# Find the best model

## Setup

In [1]:
import pandas as pd
import altair as alt
import warnings

warnings.simplefilter(action='ignore', category=FutureWarning)
alt.data_transformers.disable_max_rows()

DataTransformerRegistry.enable('default')

## Data

In [2]:
# let's change some values in ads
df = pd.DataFrame(
    {'sales': [2500, 4500, 6500, 8500, 10500, 12500, 14500, 16500, 18500, 20500],
      'ads'  : [900, 1400, 3600, 3800, 6200, 5200, 6800, 8300, 9800, 10100]}
)

## Analysis

In [3]:
alt.Chart(df).mark_point().encode(
    x='ads',
    y='sales',
    tooltip= ['ads', 'sales']
).interactive()

*Is there a "perfect" relationship between the two variables (like in our last example)?*

## Model

Remember our simple model from before. Instead of using `number_0` and `number_1`, we use the following expressions:

- `number_0` = `intercept`

- `number_1` = `slope` (also called coefficient)

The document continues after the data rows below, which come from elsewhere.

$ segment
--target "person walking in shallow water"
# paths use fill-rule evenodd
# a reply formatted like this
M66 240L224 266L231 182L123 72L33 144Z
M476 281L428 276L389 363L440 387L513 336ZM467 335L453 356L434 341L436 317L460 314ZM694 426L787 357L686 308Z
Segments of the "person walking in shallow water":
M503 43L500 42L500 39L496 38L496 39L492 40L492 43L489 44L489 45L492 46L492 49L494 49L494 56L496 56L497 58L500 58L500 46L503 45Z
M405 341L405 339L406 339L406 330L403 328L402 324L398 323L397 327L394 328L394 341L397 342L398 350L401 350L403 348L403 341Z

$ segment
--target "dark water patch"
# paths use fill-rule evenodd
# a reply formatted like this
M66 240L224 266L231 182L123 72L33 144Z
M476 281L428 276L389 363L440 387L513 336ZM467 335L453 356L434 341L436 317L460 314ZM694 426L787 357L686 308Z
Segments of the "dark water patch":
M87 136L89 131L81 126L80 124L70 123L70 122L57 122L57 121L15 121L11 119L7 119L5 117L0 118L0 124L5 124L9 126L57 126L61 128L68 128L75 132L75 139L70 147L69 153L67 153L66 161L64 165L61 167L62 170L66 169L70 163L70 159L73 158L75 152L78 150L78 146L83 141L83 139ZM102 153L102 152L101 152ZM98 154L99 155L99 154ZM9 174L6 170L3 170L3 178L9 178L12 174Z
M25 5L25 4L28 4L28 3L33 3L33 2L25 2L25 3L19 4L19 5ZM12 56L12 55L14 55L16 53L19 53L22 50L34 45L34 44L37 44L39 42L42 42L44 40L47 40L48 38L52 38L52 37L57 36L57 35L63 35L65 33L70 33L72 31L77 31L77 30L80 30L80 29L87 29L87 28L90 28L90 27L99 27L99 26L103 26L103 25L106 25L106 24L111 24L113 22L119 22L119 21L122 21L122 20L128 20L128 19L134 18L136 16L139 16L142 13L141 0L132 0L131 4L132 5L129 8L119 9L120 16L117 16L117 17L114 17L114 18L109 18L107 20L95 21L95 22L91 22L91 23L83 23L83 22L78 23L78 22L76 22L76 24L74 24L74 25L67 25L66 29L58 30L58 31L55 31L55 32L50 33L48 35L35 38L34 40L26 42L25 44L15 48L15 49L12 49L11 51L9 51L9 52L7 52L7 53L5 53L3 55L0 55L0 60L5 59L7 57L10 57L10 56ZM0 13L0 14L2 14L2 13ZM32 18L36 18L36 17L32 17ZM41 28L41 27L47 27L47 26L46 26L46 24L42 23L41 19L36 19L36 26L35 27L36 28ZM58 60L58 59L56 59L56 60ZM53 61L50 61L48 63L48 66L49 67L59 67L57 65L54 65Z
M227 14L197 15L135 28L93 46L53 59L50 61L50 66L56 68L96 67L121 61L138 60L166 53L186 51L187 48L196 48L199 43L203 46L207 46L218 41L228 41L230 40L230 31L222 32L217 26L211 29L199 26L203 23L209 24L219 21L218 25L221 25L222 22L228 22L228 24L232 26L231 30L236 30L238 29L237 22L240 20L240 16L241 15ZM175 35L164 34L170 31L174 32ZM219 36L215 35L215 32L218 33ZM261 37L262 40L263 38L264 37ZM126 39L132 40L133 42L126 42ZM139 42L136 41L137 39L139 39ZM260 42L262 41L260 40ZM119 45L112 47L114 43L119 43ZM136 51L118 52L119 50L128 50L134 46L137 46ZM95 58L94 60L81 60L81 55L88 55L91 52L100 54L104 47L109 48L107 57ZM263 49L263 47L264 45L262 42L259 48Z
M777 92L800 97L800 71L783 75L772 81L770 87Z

Use the following values to make a prediction:

- intercept = 500
- slope = 2

Hint:

---


```python
intercept = ___ 
slope = ___

df['___'] = ___ + ___ * df['___'] 
```

---

- Make a prediction for `sales` by using the variable `ads`
- Save the new column as `sales_prediction`

In [4]:
### BEGIN SOLUTION
intercept = 500 
slope = 2

df['sales_prediction'] = intercept + slope * df['ads'] 
### END SOLUTION

In [5]:
df.head()

Unnamed: 0,sales,ads,sales_prediction
0,2500,900,2300
1,4500,1400,3300
2,6500,3600,7700
3,8500,3800,8100
4,10500,6200,12900


In [6]:
# Check your code
assert df.loc[0, 'sales_prediction'] == 2300 

In [6]:
chart = alt.Chart(df).mark_point().encode(
    x='ads',
    y='sales'
)

line = alt.Chart(df).mark_line().encode(
         alt.X('ads', axis=alt.Axis(title='Ads (in $)')),
         alt.Y('sales_prediction', axis=alt.Axis(title="Sales (in units)")),
         color=alt.value("#0001F5"))

chart + line

*Can you guess why the two numbers are called intercept and slope?* Write down your answer below.